EGS : DÉBRAYAGE ET… ÉPICERIE SOCIALE !

A Châtellerault, les salariés d’EGS, qui ont cessé le travail jeudi pendant une heure, attendent toujours leur salaire du mois d’août. Certains sont au bord du gouffre !

Je vis seule avec mon bébé de 23 mois. Je touche 981 F d’allocation pour l’enfant, 500 F de pension alimentaire. Depuis début août, je n’ai plus que ça pour vivre. J’ai droit une fois par semaine à l’épicerie sociale, où je n’ai même pas le minimum pour nous deux... ». Mme N. (*) est au bout du rouleau. Comme trois autres de ses collègues féminines, elle n’a plus de ressources depuis quelques semaines. Embauchée en 1997, Mme N. avait cru sortir la tête de l’eau. Mais l’espoir fut de courte durée : « Cela fait des mois qu’on nous mène en bateau. Aujourd’hui, on ne sait même pas si on touchera nos salaires de septembre ».
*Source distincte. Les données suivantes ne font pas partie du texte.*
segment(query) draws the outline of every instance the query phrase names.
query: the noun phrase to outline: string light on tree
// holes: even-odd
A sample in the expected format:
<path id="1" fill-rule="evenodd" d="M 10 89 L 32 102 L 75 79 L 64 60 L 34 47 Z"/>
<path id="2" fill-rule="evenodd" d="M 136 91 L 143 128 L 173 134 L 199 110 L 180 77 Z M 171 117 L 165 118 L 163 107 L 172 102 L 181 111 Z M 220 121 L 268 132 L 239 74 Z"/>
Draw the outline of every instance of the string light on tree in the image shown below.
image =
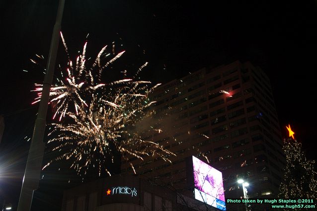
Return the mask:
<path id="1" fill-rule="evenodd" d="M 289 137 L 292 139 L 284 140 L 283 149 L 286 156 L 286 166 L 279 197 L 281 199 L 316 199 L 317 173 L 314 169 L 315 161 L 306 158 L 302 144 L 294 138 L 295 133 L 290 125 L 286 128 Z"/>

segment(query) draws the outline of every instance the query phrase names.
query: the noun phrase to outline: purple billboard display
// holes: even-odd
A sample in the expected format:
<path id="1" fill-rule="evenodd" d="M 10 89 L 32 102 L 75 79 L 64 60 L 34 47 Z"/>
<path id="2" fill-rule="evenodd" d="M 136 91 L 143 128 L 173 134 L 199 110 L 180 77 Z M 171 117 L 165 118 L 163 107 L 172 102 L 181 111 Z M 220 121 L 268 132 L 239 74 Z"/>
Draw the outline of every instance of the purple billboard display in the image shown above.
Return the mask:
<path id="1" fill-rule="evenodd" d="M 221 210 L 226 210 L 222 173 L 192 157 L 195 198 Z"/>

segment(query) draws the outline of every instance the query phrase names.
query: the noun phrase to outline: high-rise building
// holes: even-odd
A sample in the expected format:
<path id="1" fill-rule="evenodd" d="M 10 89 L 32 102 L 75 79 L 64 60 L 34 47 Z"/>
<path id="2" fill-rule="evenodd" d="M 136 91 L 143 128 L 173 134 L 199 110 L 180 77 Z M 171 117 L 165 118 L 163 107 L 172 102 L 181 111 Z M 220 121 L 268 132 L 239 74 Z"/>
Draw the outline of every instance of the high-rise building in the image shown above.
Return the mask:
<path id="1" fill-rule="evenodd" d="M 137 173 L 184 190 L 190 182 L 186 159 L 194 155 L 222 172 L 226 198 L 243 196 L 238 179 L 249 184 L 249 198 L 277 196 L 285 161 L 270 81 L 260 68 L 239 61 L 204 68 L 161 85 L 153 98 L 147 122 L 158 132 L 143 138 L 176 156 L 171 163 L 132 158 Z M 132 171 L 128 163 L 123 173 Z"/>
<path id="2" fill-rule="evenodd" d="M 4 119 L 2 116 L 0 116 L 0 143 L 2 139 L 2 136 L 3 135 L 4 130 Z"/>

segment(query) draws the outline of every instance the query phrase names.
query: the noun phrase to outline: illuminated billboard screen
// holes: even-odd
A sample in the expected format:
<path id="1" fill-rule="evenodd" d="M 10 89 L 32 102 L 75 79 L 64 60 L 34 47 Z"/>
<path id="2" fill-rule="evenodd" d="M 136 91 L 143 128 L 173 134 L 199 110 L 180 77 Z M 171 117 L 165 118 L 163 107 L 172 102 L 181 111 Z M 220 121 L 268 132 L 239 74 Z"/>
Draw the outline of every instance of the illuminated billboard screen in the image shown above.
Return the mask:
<path id="1" fill-rule="evenodd" d="M 222 173 L 192 157 L 195 198 L 220 210 L 226 210 Z"/>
Entre abattement, inquiétude et colère, les salariés du secteur production d’EGS avaient répondu hier matin, dès 10 heures, à l’appel de la CGT pour un débrayage d’une heure et un rassemblement devant les grilles de l’entreprise. Ainsi, les douze employées de la production qui s’étaient rendues la semaine passée devant les prud'hommes pour réclamer leurs salaires, étaient-elles en première ligne : « Il y a une semaine, les prud’hommes avaient demandé le versement des salaires, et nous n’avons toujours rien vu venir... » notaient les salariées dont la peine est partagée.
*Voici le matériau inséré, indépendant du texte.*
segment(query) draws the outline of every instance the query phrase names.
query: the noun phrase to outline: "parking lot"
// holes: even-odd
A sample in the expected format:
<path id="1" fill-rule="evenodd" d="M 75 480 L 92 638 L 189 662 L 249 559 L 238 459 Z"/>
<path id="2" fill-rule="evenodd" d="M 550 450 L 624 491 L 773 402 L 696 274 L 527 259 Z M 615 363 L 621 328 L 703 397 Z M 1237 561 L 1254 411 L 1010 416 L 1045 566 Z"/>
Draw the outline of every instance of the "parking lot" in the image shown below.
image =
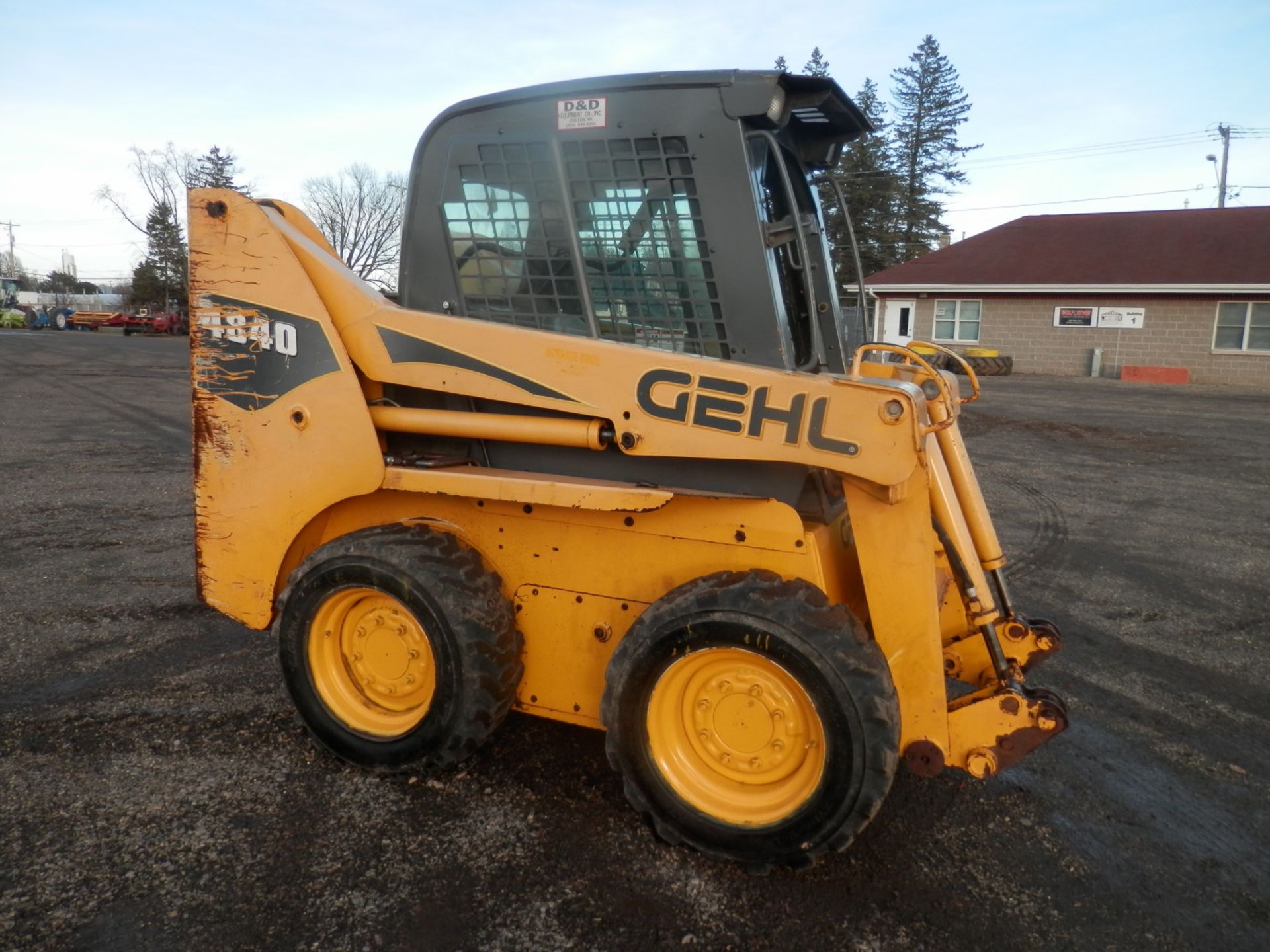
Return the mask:
<path id="1" fill-rule="evenodd" d="M 318 751 L 194 595 L 185 338 L 0 331 L 0 948 L 1270 947 L 1270 392 L 1016 376 L 964 429 L 1072 727 L 843 854 L 659 843 L 602 736 Z"/>

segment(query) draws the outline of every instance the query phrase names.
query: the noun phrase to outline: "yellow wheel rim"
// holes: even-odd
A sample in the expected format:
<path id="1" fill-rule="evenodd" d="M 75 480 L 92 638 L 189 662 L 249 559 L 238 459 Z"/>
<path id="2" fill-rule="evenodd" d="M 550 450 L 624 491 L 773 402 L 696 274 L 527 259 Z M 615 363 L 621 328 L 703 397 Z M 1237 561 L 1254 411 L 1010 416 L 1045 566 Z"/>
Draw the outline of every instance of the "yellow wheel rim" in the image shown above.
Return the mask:
<path id="1" fill-rule="evenodd" d="M 648 741 L 662 777 L 723 823 L 795 814 L 824 773 L 824 727 L 798 680 L 739 647 L 693 651 L 653 685 Z"/>
<path id="2" fill-rule="evenodd" d="M 351 730 L 405 734 L 437 689 L 432 644 L 414 613 L 377 589 L 329 594 L 309 626 L 309 670 L 326 710 Z"/>

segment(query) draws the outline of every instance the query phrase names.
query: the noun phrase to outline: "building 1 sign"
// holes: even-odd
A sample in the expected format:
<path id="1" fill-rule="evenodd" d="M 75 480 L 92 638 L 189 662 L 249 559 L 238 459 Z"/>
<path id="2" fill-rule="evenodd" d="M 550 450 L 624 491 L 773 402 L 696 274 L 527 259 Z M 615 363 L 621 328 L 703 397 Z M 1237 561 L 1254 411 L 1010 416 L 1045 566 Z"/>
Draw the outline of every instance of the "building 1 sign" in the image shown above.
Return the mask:
<path id="1" fill-rule="evenodd" d="M 1055 327 L 1115 327 L 1138 330 L 1147 320 L 1144 307 L 1067 307 L 1054 308 Z"/>

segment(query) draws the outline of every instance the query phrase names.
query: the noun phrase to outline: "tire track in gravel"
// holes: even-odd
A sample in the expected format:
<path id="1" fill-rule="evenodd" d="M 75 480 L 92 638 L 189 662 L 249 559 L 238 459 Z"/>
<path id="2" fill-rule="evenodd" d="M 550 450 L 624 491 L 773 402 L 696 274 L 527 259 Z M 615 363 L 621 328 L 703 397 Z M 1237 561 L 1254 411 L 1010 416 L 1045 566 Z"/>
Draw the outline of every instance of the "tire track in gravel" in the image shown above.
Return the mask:
<path id="1" fill-rule="evenodd" d="M 1002 476 L 1001 481 L 1031 503 L 1036 510 L 1033 536 L 1019 555 L 1006 562 L 1005 575 L 1010 580 L 1031 575 L 1040 566 L 1060 569 L 1067 562 L 1069 538 L 1067 517 L 1053 496 L 1015 476 Z"/>

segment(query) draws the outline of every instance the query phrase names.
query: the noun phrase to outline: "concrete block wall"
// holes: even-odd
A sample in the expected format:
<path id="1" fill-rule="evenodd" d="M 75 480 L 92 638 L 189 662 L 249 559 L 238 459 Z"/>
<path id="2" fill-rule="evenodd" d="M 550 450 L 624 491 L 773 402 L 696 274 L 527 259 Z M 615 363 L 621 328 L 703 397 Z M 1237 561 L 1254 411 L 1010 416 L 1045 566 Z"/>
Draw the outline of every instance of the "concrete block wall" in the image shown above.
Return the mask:
<path id="1" fill-rule="evenodd" d="M 1270 386 L 1270 354 L 1213 352 L 1218 301 L 1267 301 L 1267 294 L 888 294 L 917 300 L 916 336 L 933 340 L 935 301 L 982 301 L 979 343 L 1013 357 L 1019 373 L 1087 376 L 1092 350 L 1102 348 L 1102 376 L 1116 377 L 1124 364 L 1185 367 L 1195 383 Z M 1144 307 L 1140 330 L 1055 327 L 1054 308 Z M 885 310 L 884 307 L 881 310 Z"/>

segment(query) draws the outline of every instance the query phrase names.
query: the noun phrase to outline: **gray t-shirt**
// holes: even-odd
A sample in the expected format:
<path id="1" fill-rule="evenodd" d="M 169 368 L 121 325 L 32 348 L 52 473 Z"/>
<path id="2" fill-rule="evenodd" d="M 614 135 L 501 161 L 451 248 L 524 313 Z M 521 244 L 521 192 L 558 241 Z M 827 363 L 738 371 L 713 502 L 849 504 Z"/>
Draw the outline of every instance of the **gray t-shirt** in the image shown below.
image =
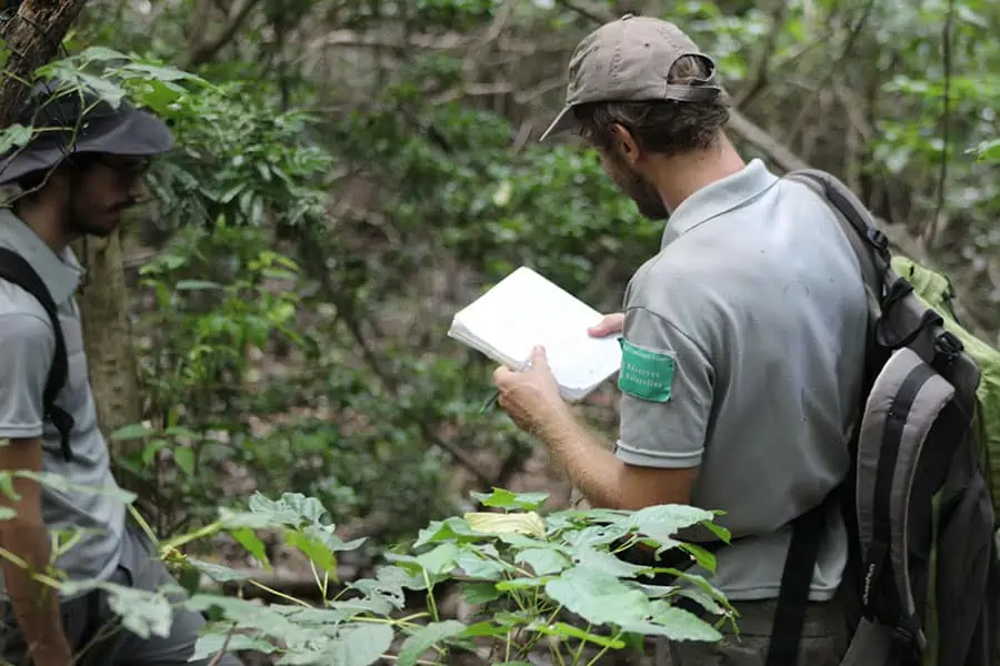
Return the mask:
<path id="1" fill-rule="evenodd" d="M 82 269 L 67 249 L 60 258 L 9 209 L 0 209 L 0 245 L 21 254 L 46 283 L 59 307 L 69 372 L 59 406 L 76 425 L 66 462 L 54 426 L 43 420 L 42 390 L 56 349 L 44 309 L 28 292 L 0 280 L 0 442 L 42 438 L 43 471 L 71 484 L 99 488 L 57 491 L 43 487 L 42 513 L 50 531 L 81 529 L 82 538 L 56 566 L 71 579 L 107 578 L 118 565 L 126 506 L 114 496 L 108 447 L 98 430 L 87 373 L 80 313 L 73 299 Z"/>
<path id="2" fill-rule="evenodd" d="M 790 521 L 847 474 L 868 316 L 832 211 L 759 160 L 688 198 L 624 297 L 620 460 L 700 466 L 692 504 L 746 541 L 710 579 L 731 599 L 778 595 Z M 810 598 L 847 561 L 832 511 Z"/>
Christian Gauthier : “Je suis inquiet !”

En effet, outre les employées du secteur production, les administratifs d’EGS ont également cessé le travail pendant une heure. Une action à placer hors du cadre syndical, comme l’expliquait l’un des salariés : « Nous ne sommes apparentés à aucun syndicat, mais nous nous associons à ce débrayage par esprit de solidarité. Il s’agit également d’interpeller les actionnaires, les collectivités publiques, et les banques sur notre situation actuelle.

L’inquiétude est générale donc, d’autant que Christian Gauthier lui-même ne cache pas ses soucis : « Nous sommes effectivement dans une passe très difficile, et je ne cache pas mon inquiétude » note le P-DG d’EGS, présent à Châtellerault hier : « Nous avions décidé, en conseil d’administration le 6 août dernier, d’effectuer une augmentation de capital de 10 millions de francs, qui était assortie du paiement des aides publiques et de plusieurs actionnaires. Or, le 10 septembre dernier, nous avons appris que les pouvoirs publics nous refusaient le paiement des 3,7 millions de francs d’aide, suite à quoi plusieurs actionnaires se sont désengagés. En une journée, nous avons perdu plus de 5 millions de francs ». A la question de savoir si les salaires d’août (et ceux de septembre) pourront être payés, C. Gauthier ne s’avance pas : « Nous avons trois pistes pour y parvenir : les banques, les encours clients et les crédits de TVA. Nous y travaillons, alors laissez nous y travailler… Ce n’est plus la peine de tirer sur l’ambulance ! ».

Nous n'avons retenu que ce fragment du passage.